Neutrino constraints to scotogenic dark matter interacting in the Sun

TL;DR

This paper investigates neutrino signals from scalar dark matter annihilation in the Sun within the scotogenic model, predicting event rates at IceCube and constraining model parameters based on existing experimental limits.

Contribution

It provides the first detailed analysis of neutrino signals from scotogenic dark matter in the Sun, including inelastic scattering effects and experimental constraints.

Findings

High event rates for small mass splittings could be excluded by IceCube.

XENON1T limits exclude large event rate scenarios for larger mass splittings.

The study links neutrino signals to scalar coupling constraints in the model.

Abstract

Radiative seesaw models have the attractive property of providing dark matter candidates in addition to generation of neutrino masses.

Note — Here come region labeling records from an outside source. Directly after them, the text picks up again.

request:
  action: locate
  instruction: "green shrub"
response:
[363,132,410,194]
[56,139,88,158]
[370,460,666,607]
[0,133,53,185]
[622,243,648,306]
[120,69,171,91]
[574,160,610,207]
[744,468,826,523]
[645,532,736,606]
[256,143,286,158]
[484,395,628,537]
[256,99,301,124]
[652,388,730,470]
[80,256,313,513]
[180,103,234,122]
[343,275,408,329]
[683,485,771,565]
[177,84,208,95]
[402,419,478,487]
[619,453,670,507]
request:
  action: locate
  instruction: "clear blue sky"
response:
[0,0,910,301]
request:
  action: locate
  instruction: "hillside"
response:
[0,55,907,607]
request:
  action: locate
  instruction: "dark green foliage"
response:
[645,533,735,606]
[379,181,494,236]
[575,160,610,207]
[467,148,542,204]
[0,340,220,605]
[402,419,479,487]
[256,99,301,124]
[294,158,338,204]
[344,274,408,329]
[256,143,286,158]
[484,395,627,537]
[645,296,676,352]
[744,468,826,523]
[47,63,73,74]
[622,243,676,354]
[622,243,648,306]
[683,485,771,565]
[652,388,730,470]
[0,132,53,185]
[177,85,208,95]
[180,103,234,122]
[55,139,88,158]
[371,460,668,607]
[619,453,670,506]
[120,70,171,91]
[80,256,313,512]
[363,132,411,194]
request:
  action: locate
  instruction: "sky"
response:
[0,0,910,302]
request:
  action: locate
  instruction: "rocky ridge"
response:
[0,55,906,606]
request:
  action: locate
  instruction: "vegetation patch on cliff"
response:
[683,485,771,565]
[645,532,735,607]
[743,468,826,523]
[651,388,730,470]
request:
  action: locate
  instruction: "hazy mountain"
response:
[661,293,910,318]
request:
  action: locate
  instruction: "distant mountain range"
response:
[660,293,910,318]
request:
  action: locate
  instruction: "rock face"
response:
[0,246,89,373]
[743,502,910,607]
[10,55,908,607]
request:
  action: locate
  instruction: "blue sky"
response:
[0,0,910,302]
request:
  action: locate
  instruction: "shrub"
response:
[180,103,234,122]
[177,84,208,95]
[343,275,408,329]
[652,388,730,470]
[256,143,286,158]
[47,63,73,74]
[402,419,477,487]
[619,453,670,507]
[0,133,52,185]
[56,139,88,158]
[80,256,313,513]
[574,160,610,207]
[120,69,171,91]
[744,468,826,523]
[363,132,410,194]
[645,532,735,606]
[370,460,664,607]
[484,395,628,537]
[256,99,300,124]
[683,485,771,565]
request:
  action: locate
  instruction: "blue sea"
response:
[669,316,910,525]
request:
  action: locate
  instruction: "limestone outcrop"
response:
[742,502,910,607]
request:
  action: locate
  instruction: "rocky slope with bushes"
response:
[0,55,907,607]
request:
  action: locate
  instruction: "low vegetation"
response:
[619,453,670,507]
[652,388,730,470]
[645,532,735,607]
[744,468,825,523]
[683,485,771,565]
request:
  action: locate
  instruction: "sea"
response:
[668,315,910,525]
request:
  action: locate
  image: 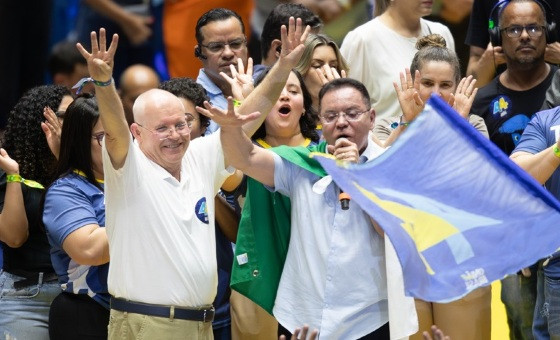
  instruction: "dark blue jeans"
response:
[501,265,537,340]
[533,254,560,340]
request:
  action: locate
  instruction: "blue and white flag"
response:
[316,97,560,302]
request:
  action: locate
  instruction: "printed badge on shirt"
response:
[194,197,209,224]
[490,95,511,117]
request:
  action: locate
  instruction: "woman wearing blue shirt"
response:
[43,95,109,339]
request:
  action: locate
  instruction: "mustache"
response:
[516,44,537,51]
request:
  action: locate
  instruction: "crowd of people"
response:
[0,0,560,340]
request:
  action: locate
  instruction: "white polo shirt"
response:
[273,142,389,339]
[103,133,229,307]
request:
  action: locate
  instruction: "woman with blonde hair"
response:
[374,34,492,340]
[340,0,455,118]
[294,34,349,112]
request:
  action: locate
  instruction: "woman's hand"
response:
[393,68,424,123]
[448,76,478,119]
[315,64,346,85]
[41,106,62,159]
[0,148,19,175]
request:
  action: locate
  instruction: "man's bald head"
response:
[119,64,159,125]
[132,89,185,125]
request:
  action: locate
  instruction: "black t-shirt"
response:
[471,66,558,155]
[465,0,560,49]
[0,171,54,272]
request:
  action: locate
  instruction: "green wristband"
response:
[552,145,560,158]
[6,174,45,189]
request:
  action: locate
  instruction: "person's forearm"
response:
[0,183,29,248]
[238,60,293,137]
[95,79,131,169]
[510,146,560,184]
[62,224,109,266]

Here we present a study of neutrino signals from the annihilation of dark matter particles which have been gravitationally captured in the Sun, in the framework of the scotogenic model. We compute expected event rates in the IceCube detector in its 86-string configuration. As fermionic dark matter does not accumulate in the Sun, we study the case of scalar dark matter, with a scan over the parameter space. Due to a naturally small mass splitting between the two neutral scalar components, inelastic scattering processes with nucleons can occur. We find that for small mass splittings, the model yields very high event rates. If a detailed analysis at IceCube can exclude these parameter points, our findings can be translated into a lower limit on one of the scalar couplings in the model. For larger mass splittings only the elastic case needs to be considered. We find that in this scenario the XENON1T limits exclude all points with sufficiently large event rates.